NABU cruise ranking 2018: AIDA scores with alternative drive. Ship exhaust gases are a burden on the environment and health.
There is only one cruise ship that does without toxic heavy fuel oil and uses a lower-emission fuel instead: The AIDA Nova is the first cruise ship in the world to be operated with liquefied natural gas (LNG). As a result, the new building took first place in the 2018 NABU cruise rankings . All other of the 76 ships surveyed, including eight out of nine ships entering the market this year, are stuck with the dirtiest fuel of all, heavy fuel oil. The industry giants MSC Cruises, Celebrity Cruises and Royal Caribbean in particular currently have little to offer in the area of environmental protection. For the ports, NABU is calling for a ban on entry for dirty ships from 2020.

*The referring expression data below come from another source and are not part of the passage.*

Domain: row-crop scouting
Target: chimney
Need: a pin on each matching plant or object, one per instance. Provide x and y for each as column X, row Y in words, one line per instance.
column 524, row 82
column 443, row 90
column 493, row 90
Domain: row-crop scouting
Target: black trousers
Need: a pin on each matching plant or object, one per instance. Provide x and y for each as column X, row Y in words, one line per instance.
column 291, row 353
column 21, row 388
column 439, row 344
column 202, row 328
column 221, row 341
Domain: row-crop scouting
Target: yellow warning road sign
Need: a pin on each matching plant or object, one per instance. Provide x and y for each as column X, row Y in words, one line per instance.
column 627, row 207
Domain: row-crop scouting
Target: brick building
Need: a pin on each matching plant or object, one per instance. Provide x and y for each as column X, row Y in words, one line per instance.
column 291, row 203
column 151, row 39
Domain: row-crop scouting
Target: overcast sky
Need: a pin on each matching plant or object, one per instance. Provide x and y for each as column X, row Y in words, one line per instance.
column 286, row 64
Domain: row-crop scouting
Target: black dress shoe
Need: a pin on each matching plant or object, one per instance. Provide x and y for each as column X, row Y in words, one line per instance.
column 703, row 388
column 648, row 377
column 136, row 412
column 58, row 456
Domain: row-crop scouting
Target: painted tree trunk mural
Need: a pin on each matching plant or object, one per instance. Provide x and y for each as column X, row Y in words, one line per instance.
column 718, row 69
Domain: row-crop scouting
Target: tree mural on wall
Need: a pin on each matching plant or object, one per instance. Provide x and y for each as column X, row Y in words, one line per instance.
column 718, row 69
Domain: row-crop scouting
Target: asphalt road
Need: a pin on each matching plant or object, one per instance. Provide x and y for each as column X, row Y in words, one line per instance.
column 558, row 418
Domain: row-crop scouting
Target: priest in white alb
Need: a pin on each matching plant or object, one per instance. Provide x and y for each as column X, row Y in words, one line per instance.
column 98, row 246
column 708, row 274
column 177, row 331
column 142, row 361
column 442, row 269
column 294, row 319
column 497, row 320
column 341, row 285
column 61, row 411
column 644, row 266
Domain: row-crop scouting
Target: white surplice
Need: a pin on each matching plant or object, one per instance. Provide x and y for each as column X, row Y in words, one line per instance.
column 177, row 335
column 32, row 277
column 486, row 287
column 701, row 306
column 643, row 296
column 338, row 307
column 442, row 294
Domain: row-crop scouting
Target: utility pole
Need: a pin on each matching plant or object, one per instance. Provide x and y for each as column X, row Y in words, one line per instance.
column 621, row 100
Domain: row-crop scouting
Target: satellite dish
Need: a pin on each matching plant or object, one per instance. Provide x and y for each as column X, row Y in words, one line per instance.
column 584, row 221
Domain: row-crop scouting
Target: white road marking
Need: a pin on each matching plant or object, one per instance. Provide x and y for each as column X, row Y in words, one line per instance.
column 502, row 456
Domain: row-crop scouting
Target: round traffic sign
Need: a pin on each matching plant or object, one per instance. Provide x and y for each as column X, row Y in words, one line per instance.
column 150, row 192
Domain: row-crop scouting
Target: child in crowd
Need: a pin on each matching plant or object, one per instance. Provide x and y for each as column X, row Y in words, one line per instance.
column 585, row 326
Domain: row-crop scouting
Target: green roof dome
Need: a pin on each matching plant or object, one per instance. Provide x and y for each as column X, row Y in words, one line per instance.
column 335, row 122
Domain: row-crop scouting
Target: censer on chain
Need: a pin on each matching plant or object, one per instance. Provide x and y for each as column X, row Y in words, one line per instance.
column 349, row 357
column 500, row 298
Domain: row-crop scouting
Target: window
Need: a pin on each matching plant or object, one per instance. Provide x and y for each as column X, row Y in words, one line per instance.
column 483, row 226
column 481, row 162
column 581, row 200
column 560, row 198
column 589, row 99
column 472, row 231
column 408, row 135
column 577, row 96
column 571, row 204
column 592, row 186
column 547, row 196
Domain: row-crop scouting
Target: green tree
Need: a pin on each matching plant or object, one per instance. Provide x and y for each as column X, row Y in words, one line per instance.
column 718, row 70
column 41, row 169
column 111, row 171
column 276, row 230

Only the German providers Hapag-Lloyd Cruises and TUI Cruises can keep up to a certain extent when it comes to air pollution control by using nitrogen oxide catalytic converters on their latest additions to the fleet or by being equipped to supply shore power during port operations. However, one looks in vain for a particle filter to reduce the particularly harmful soot particles on these ships.
NABU criticism of shipping companies because of heavy oil.
“It is a scandal that in 2018 ships are still coming onto the market that are designed to use heavy oil as fuel and do not use effective exhaust technology. In all major port cities in Europe, people are suffering massively from the excessive air pollution caused by the booming cruise industry," says NABU Federal Managing Director Leif Miller. But the shipowners continue to evade their responsibility for the most part. "More port cities and regions that are particularly worthy of protection must finally impose entry bans for dirty cruise ships, as is already the case in Norwegian fjords," says Miller. This is the only way to get the danger to the health of local residents and sensitive ecosystems under control in the short term.
Praise for AIDA Nova, which is the first cruise ship to run on LNG.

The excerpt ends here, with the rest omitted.